A poll from the trade group the National Federation of Independent Business reported that about half of all the businesses in the survey reported a 25 percent drop in sales since the outbreak of the COVID-19 virus, and roughly one in five businesses have seen sales decline by more than 50 percent. If the economic climate does not radically improve, 20 percent of small businesses won’t survive.
According to NBC News, small businesses employ 60 million people in the United States, almost half of the nation’s private-sector employees. In addition, small businesses generate tax revenues that help communities by funding schools, maintaining parks and contributing to public safety programs. However, based on research from the Federal Reserve Bank of New York, even before COVID-19 spread across the world, only 20 percent of healthy small businesses had sufficient cash reserves to continue to operate if they experienced a revenue loss for two months. Some have been shuttered for much longer. Individuals looking for everything from clothing to home improvement services to office supplies can look to small businesses to fill those needs.
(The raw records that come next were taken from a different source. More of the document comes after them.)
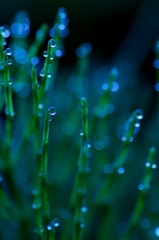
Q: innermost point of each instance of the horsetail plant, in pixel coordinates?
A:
(38, 194)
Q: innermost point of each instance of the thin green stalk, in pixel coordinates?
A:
(157, 75)
(81, 177)
(119, 161)
(8, 130)
(44, 191)
(143, 188)
(100, 110)
(40, 38)
(52, 235)
(47, 63)
(37, 184)
(1, 68)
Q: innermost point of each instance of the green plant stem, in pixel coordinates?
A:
(45, 199)
(43, 85)
(81, 176)
(119, 161)
(37, 184)
(139, 206)
(39, 39)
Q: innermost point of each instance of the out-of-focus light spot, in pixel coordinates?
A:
(123, 138)
(83, 50)
(65, 214)
(67, 128)
(144, 223)
(34, 60)
(21, 55)
(60, 52)
(108, 168)
(121, 170)
(61, 26)
(63, 33)
(22, 89)
(6, 34)
(156, 64)
(114, 87)
(105, 86)
(52, 32)
(140, 187)
(109, 108)
(157, 87)
(99, 145)
(17, 87)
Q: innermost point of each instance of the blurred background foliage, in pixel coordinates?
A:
(123, 35)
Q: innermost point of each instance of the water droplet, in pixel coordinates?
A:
(42, 73)
(65, 214)
(35, 192)
(9, 62)
(105, 86)
(87, 144)
(124, 138)
(99, 145)
(49, 227)
(45, 53)
(157, 231)
(83, 101)
(121, 170)
(147, 164)
(154, 166)
(52, 43)
(108, 168)
(140, 187)
(157, 87)
(40, 106)
(137, 124)
(40, 230)
(34, 60)
(139, 114)
(49, 75)
(8, 51)
(10, 82)
(15, 224)
(56, 222)
(114, 87)
(2, 29)
(147, 186)
(84, 209)
(156, 64)
(82, 225)
(144, 223)
(81, 132)
(52, 111)
(51, 56)
(36, 205)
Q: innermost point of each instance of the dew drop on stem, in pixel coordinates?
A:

• Look for small businesses for any and all of your shopping needs. Chances are items sold by big box retailers also are sold by small businesses. When the options are the same or similar, purchase from a small business instead of its big box competitor.
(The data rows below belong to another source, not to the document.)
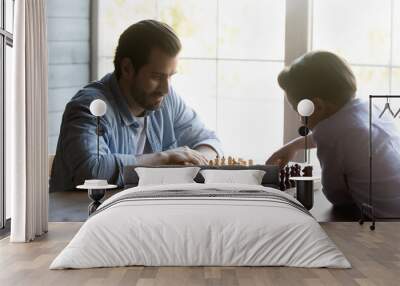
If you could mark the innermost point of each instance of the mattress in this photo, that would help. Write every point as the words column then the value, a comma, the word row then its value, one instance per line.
column 201, row 225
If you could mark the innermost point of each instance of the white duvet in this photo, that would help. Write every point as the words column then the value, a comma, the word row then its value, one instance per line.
column 200, row 231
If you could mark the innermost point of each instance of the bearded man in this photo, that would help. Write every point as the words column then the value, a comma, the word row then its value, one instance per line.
column 146, row 122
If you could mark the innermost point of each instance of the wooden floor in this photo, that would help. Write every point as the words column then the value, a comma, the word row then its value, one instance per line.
column 374, row 255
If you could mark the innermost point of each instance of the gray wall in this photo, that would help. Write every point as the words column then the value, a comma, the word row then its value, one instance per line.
column 68, row 29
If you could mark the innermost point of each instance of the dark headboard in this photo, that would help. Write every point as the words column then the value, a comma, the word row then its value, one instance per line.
column 270, row 179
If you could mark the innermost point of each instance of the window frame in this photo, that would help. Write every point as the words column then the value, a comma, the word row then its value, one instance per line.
column 6, row 39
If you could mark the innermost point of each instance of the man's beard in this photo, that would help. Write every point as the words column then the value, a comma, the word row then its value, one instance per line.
column 147, row 101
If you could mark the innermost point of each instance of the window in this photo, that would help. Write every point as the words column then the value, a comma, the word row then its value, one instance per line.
column 6, row 43
column 232, row 53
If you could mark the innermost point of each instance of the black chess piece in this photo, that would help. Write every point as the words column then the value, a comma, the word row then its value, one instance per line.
column 292, row 174
column 307, row 171
column 298, row 170
column 287, row 174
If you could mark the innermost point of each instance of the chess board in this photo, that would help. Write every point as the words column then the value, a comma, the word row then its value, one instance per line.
column 230, row 161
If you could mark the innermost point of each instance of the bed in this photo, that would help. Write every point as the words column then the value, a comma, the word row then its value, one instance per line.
column 201, row 224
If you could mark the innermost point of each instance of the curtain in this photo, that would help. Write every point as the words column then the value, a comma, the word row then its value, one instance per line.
column 26, row 117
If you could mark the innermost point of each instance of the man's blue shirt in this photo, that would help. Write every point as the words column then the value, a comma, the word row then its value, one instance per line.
column 174, row 124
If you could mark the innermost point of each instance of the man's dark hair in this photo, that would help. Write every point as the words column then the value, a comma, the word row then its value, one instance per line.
column 319, row 74
column 139, row 39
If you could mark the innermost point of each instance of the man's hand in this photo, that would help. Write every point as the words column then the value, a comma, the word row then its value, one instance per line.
column 179, row 156
column 184, row 156
column 282, row 156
• Readily provide recommendations of small businesses with which you have done business. Too often people are quick to complain about places that have failed them, but those same people don’t think to say kind words about companies that went above and beyond. Share great experiences on social media or through word of mouth.
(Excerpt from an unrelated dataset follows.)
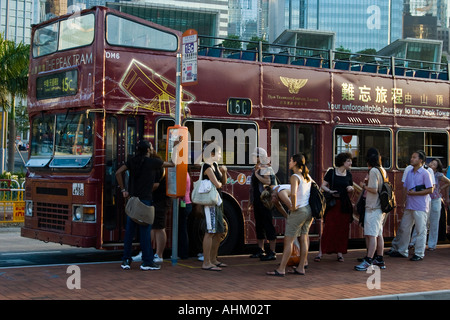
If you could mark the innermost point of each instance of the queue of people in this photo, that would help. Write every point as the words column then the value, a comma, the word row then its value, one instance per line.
column 423, row 188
• Talk to small businesses owners first if you have an issue. It’s tempting to go directly to social media to complain about something, but such complaints can have a dire impact. Always take issues to the manager or business owner first to see if a resolution can be reached. A manager may not be aware of an issue at all. Give small businesses a chance to make it right before taking things public.
• If you own a small business, rely on other small businesses to fulfill your needs. Order supplies from fellow small business owners, seek the help of local financial advisors and tax professionals and use local suppliers and delivery personnel.
Small businesses have experienced unprecedented setbacks due to COVID-19. By supporting small businesses, communities can help them regain stable footing.